15. The High Court Judges (Conditions of Service) Act, 1954 (as amended) shall be read down as under: in para 10 of the First Schedule, the words "and who has retired on or after the 1st day of October, 1974" are unconstitutional and are struck down Omitting the unconstitutional part it is declared that the Judges (including the Chief Justices) of the High Court are entitled to pension as computed under the High Court Judges (Conditions of Service) Act, 1954 (as amended) irrespective of the date of retirement. The date October 1, 1974, continues to be relevant as being one from which the liberalised pension became operative under the High Court Judges (Conditions of Service) (Amendment) Act, 1976, irrespective of the date of retirement and hence there is no question of payment of arrears of pension for the period preceding October 1, 1974.

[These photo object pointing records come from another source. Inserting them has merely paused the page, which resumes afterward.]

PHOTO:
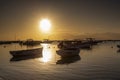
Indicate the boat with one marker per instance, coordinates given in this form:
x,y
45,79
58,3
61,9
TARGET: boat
x,y
68,52
67,60
28,52
118,46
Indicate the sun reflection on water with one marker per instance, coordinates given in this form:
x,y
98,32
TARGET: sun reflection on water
x,y
46,53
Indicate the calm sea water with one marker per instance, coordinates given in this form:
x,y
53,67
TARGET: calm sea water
x,y
102,62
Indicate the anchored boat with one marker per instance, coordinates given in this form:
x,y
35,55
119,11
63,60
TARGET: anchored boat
x,y
67,52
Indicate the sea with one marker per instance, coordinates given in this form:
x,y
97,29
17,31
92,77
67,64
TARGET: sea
x,y
101,62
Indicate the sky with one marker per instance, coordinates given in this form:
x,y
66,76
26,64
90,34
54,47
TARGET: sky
x,y
19,19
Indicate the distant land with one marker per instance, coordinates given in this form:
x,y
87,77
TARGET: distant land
x,y
61,36
101,36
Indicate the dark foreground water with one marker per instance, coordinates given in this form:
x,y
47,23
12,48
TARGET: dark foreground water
x,y
102,62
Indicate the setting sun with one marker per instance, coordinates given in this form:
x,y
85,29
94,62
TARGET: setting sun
x,y
45,25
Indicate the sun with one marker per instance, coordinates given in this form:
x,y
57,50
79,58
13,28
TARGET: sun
x,y
45,25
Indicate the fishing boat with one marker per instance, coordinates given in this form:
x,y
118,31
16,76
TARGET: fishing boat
x,y
68,60
67,52
118,46
28,52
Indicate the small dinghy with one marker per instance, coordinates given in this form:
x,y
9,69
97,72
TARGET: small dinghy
x,y
28,52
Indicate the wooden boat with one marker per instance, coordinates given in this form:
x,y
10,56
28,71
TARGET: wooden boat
x,y
67,52
68,60
28,52
118,46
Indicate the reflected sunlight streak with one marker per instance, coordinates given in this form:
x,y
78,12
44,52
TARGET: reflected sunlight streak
x,y
47,55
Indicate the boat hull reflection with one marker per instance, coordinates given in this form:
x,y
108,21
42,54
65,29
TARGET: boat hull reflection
x,y
68,60
25,58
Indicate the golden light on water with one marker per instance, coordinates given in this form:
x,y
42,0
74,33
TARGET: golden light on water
x,y
46,54
45,25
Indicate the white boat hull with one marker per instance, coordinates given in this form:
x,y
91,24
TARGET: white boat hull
x,y
68,53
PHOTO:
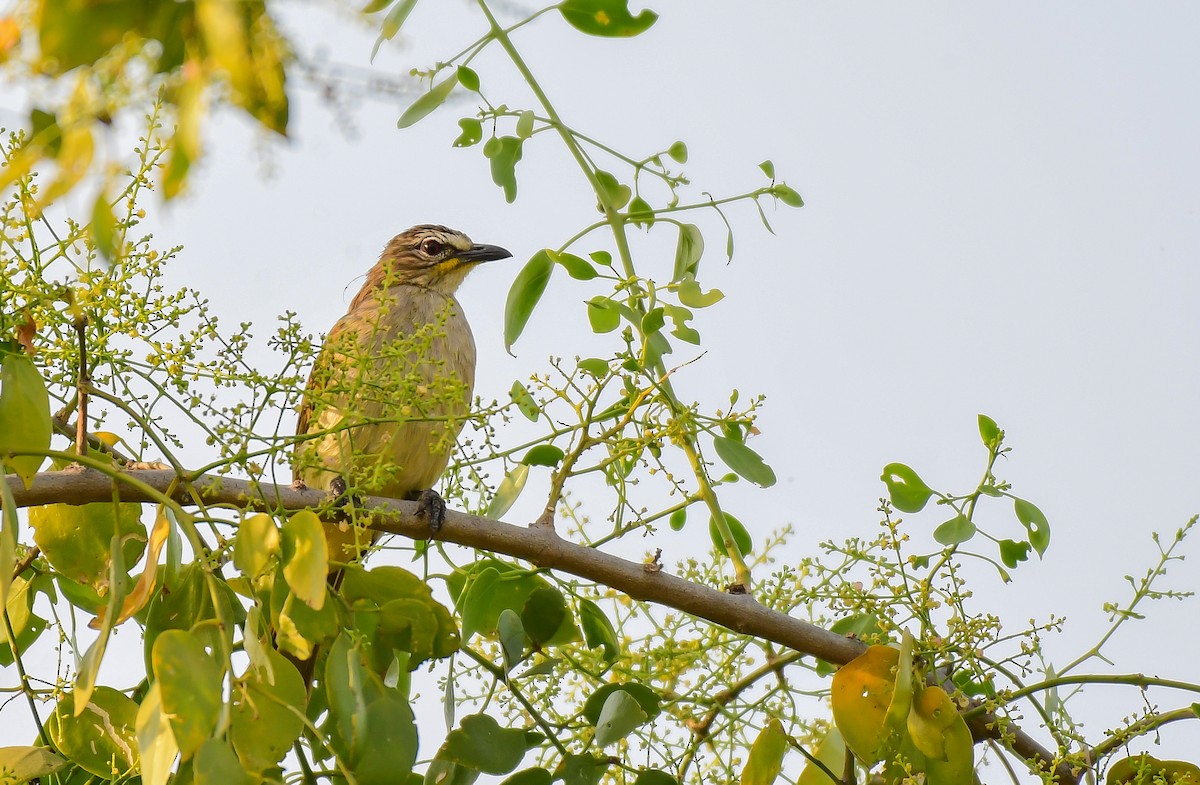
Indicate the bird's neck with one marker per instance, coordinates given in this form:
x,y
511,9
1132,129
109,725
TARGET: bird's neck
x,y
381,280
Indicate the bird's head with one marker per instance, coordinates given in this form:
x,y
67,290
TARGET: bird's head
x,y
431,256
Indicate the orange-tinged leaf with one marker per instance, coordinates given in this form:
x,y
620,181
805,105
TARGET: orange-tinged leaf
x,y
958,763
832,753
861,695
24,417
933,713
306,557
25,333
766,759
144,588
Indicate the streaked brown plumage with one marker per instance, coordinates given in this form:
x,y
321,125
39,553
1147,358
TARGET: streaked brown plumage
x,y
394,381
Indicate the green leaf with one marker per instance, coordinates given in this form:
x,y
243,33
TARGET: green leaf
x,y
393,749
346,683
787,196
504,154
393,22
525,125
907,491
575,267
689,249
103,227
1147,769
472,132
508,492
601,257
156,742
427,102
24,417
190,683
468,78
647,700
595,366
268,713
748,463
582,769
544,455
955,531
525,294
480,743
598,630
102,737
641,213
1013,552
77,540
989,432
531,777
513,637
654,777
691,295
653,321
29,763
256,544
619,715
544,613
525,401
479,604
305,557
741,535
216,763
612,192
603,315
1035,522
606,18
27,625
766,759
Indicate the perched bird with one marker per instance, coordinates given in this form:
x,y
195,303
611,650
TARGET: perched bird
x,y
393,383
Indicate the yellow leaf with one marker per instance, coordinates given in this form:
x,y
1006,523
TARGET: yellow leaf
x,y
144,588
832,753
861,695
933,713
306,558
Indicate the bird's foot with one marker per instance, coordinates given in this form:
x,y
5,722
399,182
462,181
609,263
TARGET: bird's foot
x,y
339,492
433,508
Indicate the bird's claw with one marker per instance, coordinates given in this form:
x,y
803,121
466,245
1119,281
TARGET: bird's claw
x,y
339,491
433,508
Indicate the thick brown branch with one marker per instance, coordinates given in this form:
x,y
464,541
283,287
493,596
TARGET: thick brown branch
x,y
535,544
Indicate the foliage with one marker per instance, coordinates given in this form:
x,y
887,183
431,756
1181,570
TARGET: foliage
x,y
543,676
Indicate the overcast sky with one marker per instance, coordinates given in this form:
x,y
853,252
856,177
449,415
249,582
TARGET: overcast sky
x,y
1001,217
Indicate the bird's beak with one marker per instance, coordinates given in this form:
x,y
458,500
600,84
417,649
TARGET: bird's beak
x,y
479,252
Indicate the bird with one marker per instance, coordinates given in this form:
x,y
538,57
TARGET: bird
x,y
393,383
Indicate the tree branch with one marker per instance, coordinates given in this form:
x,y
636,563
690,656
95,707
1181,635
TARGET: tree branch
x,y
535,544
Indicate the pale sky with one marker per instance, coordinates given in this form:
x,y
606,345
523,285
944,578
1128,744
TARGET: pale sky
x,y
1001,217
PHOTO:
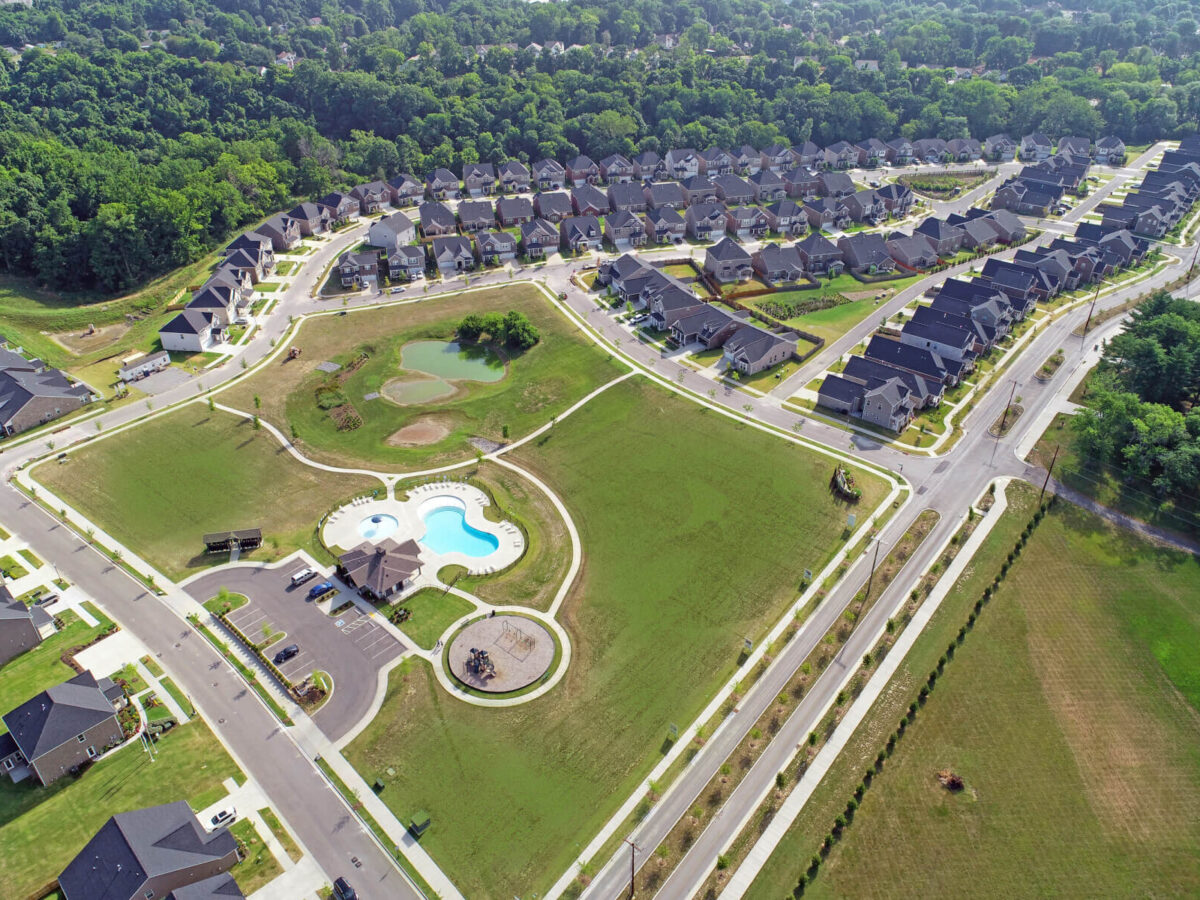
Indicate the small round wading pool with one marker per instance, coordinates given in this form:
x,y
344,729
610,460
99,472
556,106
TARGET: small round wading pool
x,y
378,526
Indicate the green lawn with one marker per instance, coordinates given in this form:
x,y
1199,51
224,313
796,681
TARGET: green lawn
x,y
539,383
433,612
45,827
697,531
39,669
160,486
258,865
1071,712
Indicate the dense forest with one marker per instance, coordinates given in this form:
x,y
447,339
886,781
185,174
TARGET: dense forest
x,y
1143,415
136,133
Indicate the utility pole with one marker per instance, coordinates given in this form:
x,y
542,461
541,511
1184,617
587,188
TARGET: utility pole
x,y
1003,419
1049,472
633,865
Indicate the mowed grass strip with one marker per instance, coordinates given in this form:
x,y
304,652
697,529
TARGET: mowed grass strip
x,y
160,486
696,531
540,383
45,827
1071,712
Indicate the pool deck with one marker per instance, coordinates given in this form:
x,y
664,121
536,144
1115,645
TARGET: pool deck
x,y
341,531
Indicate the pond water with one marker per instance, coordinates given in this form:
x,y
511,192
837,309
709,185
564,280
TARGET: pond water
x,y
445,361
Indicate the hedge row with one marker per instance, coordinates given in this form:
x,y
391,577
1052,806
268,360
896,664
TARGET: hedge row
x,y
847,816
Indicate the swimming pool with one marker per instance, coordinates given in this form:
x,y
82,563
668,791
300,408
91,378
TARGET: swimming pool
x,y
378,526
447,532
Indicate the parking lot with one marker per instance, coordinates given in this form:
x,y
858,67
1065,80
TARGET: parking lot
x,y
349,646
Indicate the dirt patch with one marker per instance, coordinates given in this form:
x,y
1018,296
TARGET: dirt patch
x,y
426,430
81,342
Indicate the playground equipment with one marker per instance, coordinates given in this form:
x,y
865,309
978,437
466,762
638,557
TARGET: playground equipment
x,y
480,665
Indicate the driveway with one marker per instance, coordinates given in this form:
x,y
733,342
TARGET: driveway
x,y
349,646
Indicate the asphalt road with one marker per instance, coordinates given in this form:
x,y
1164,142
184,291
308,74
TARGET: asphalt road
x,y
313,810
351,647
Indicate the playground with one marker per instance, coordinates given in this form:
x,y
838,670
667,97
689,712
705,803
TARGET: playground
x,y
501,653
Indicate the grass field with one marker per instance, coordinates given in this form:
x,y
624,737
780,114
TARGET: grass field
x,y
433,612
159,487
540,382
45,827
41,667
1072,714
696,531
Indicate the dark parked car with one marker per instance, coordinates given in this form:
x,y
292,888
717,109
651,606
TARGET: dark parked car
x,y
286,654
319,589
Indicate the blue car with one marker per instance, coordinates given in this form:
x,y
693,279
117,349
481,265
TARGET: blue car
x,y
319,589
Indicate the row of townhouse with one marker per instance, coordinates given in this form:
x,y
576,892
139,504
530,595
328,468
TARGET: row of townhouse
x,y
1163,197
900,375
675,307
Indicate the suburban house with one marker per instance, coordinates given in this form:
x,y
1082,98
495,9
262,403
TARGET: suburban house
x,y
1035,147
627,196
821,256
580,233
899,151
885,402
514,210
496,247
664,225
191,331
778,265
581,171
406,263
682,163
479,179
155,852
437,220
750,349
733,190
477,215
699,189
786,217
371,196
31,393
61,729
340,205
706,221
999,148
453,253
514,177
839,155
616,169
406,190
553,207
549,175
1110,150
745,222
729,261
537,238
867,253
767,185
135,370
715,161
391,232
22,628
912,251
310,217
282,229
358,268
649,167
443,185
624,229
669,195
589,201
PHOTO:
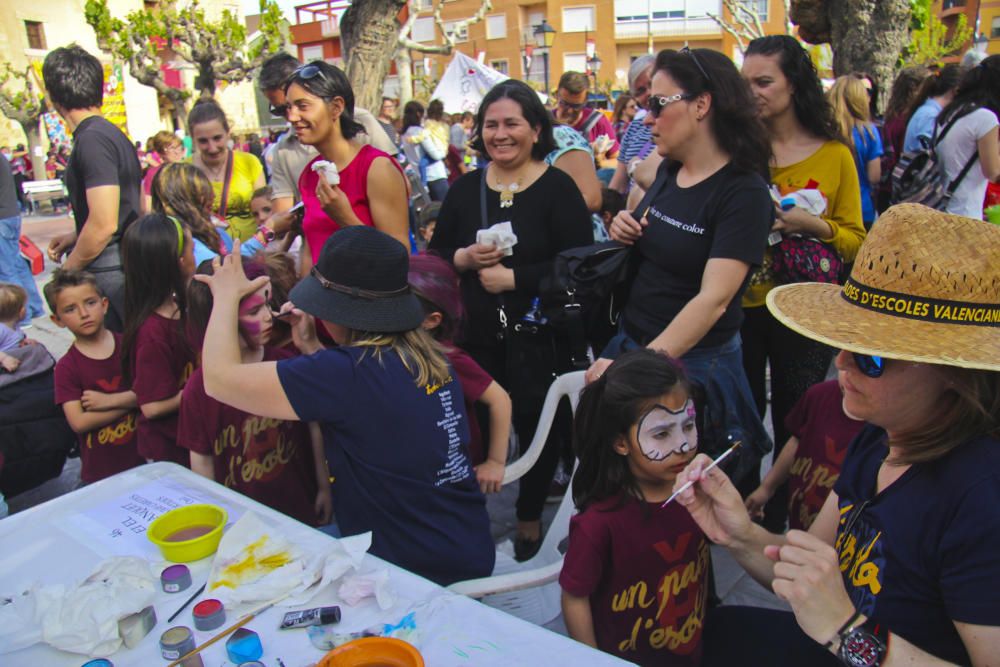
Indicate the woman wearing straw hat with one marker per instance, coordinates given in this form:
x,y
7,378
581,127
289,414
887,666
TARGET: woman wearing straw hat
x,y
905,554
392,415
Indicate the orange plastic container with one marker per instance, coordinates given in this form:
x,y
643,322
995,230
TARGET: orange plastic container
x,y
373,652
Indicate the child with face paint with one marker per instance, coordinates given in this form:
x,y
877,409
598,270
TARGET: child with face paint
x,y
276,462
635,576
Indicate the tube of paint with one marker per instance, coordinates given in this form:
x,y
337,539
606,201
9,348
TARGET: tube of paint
x,y
317,616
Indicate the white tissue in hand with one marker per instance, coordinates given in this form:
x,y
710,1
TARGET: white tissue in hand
x,y
356,588
81,619
256,564
809,200
329,171
500,235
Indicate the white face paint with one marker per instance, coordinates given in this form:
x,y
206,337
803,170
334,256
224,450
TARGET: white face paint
x,y
663,432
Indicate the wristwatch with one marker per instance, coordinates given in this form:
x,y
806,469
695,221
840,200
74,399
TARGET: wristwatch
x,y
860,648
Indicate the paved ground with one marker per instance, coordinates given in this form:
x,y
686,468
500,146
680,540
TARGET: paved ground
x,y
734,586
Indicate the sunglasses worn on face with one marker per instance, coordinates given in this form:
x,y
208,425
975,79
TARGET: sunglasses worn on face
x,y
870,365
657,103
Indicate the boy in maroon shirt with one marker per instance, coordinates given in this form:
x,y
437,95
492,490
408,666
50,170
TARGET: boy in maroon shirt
x,y
88,379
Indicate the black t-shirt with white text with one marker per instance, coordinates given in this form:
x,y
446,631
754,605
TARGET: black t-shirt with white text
x,y
103,155
727,215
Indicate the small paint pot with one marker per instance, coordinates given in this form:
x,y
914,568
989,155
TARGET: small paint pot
x,y
244,646
176,641
175,579
209,614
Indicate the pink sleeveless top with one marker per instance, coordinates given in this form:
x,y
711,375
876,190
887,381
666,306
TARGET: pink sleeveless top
x,y
317,226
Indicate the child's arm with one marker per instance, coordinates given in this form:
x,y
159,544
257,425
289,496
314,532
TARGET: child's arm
x,y
203,464
489,474
579,619
97,401
324,496
164,408
82,421
8,362
776,476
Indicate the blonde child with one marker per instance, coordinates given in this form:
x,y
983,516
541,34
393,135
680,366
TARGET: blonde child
x,y
99,405
436,285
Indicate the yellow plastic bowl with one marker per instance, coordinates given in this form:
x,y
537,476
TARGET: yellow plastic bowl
x,y
373,652
184,518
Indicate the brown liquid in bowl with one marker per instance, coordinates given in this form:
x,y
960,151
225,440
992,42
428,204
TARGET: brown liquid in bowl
x,y
188,533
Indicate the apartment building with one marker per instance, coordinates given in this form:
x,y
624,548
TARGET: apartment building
x,y
599,36
983,16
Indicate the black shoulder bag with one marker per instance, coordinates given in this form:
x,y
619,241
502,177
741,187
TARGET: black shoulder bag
x,y
530,346
584,295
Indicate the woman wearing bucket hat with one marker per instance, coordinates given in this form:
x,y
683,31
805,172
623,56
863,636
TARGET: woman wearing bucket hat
x,y
392,417
906,551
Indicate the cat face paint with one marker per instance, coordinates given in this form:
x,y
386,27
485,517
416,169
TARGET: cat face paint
x,y
663,432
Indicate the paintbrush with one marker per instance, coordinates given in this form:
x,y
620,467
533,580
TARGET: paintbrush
x,y
228,631
714,464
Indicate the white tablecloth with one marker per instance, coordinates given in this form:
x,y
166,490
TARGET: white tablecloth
x,y
63,540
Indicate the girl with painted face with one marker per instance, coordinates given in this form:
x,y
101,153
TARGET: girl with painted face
x,y
635,575
277,462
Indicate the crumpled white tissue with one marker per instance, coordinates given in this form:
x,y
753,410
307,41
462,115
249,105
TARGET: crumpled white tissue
x,y
328,170
81,618
500,235
257,564
809,200
355,588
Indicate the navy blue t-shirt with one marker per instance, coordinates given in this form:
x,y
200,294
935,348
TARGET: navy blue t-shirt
x,y
926,551
398,455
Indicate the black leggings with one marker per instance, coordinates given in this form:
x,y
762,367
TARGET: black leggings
x,y
534,485
797,363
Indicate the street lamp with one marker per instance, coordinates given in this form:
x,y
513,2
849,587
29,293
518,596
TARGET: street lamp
x,y
544,36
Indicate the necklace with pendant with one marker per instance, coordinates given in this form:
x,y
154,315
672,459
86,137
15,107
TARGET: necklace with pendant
x,y
508,191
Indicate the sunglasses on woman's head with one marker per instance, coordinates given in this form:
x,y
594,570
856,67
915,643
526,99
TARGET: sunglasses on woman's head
x,y
657,103
869,364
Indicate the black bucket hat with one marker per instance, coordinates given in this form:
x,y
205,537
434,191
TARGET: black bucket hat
x,y
360,282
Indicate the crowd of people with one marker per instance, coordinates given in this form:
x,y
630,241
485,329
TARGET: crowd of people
x,y
346,325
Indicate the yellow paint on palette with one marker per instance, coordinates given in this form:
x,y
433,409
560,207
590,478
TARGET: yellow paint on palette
x,y
255,564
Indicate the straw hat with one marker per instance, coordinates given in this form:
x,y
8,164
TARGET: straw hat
x,y
925,287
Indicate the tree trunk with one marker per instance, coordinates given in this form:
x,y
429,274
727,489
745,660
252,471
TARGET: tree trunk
x,y
370,34
868,36
35,141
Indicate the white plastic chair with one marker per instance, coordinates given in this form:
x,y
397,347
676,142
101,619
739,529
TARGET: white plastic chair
x,y
529,590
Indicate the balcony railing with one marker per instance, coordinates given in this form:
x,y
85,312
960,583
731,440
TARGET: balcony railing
x,y
667,27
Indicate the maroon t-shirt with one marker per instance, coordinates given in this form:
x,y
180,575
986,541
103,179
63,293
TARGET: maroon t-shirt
x,y
645,570
824,432
112,448
269,460
474,381
161,364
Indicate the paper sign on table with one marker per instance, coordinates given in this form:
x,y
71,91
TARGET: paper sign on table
x,y
118,526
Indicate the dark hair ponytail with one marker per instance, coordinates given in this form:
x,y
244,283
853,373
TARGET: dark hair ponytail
x,y
733,117
329,82
812,110
151,249
609,407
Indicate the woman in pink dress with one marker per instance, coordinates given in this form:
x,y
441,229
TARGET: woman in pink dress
x,y
371,190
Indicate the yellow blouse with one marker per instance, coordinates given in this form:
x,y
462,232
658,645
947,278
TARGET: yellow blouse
x,y
830,170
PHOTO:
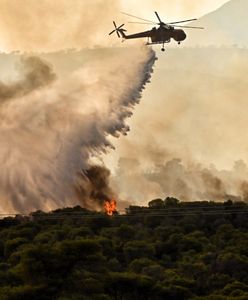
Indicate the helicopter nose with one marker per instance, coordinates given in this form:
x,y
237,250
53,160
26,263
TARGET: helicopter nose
x,y
183,36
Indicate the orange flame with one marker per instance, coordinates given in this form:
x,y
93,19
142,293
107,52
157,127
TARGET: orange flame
x,y
110,207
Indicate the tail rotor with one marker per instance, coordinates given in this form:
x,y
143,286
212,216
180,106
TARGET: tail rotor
x,y
118,29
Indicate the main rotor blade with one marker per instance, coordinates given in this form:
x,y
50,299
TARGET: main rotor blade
x,y
142,23
194,27
112,32
171,23
158,17
137,17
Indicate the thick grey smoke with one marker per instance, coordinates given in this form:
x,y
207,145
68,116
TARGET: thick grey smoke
x,y
49,136
191,129
35,74
31,25
185,182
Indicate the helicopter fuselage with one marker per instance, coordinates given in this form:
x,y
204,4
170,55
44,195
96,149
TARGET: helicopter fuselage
x,y
162,34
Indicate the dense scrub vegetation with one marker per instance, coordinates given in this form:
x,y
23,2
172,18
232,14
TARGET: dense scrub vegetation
x,y
169,250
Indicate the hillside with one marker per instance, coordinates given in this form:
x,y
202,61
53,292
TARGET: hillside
x,y
169,250
225,26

16. The petition is allowed. Let a writ of mandaums issue to the Respondent directing it to compute and pay the pension to Judges (including Chief Justices) of High Court accordingly. No order as to costs.

Advocates List

For Petitioner : Markanday Katju, Adv.For Respondent : Standing Counsel

For Petitioner
  • Shekhar Naphade
  • Mahesh Agrawal
  • Tarun Dua
For Respondent
  • S. Vani
  • B. Sunita Rao
  • Sushil Kumar Pathak

Bench List

HON'BLE JUSTICE SATISH CHANDRA, C.J.

HON'BLE JUSTICE B.D. AGRAWAL, J.

Eq Citation

AIR 1983 ALL 209

1983 (9) ALR 313

LQ/AllHC/1983/87

HeadNote

High Court Judges (Conditions of Service) Act, 1954 (Amdt. Act/1976): - Constitutional Challenge upholding Articles 14, 21 and 226: - Retrospectively enforced pension amendments under the Act discriminatingly favoring judges retiring on or post-October 1, 1974, were deemed arbitrary and violative of Article 14. - The Supreme Court in D.S. Nakara v. Union of India (1983) precedent holds that classification based on fortuitous retirement dates lacking rational nexus is unconstitutional. - Reading Down the Discriminatory Criteria: - The impugned eligibility criterion linking pension benefits to post-October 1, 1974, retirement was severed through a "reading down" approach to preserve the rest of the amendment. - The court invoked the principle of reading down to interpret the Act within constitutional boundaries, allowing the liberalized pension benefits for all judges irrespective of retirement dates. - Judges Entitled to Enhanced Pension Irrespective of Retirement Date: - Consequently, all judges, including Chief Justices, became entitled to revised pension calculations under the Act regardless of their retirement dates. - The watershed date, October 1, 1974, remained pertinent as the effective date from which the liberalized pension scheme came into operation, but arrears for the period before this date were excluded. - Writ of Mandamus Issued: - The petition challenging the discriminatory pension criteria succeeded, resulting in a writ of mandamus directing the authorities to compute and pay revised pensions to all eligible judges. - No Order on Costs: - The court did not award any costs in the matter.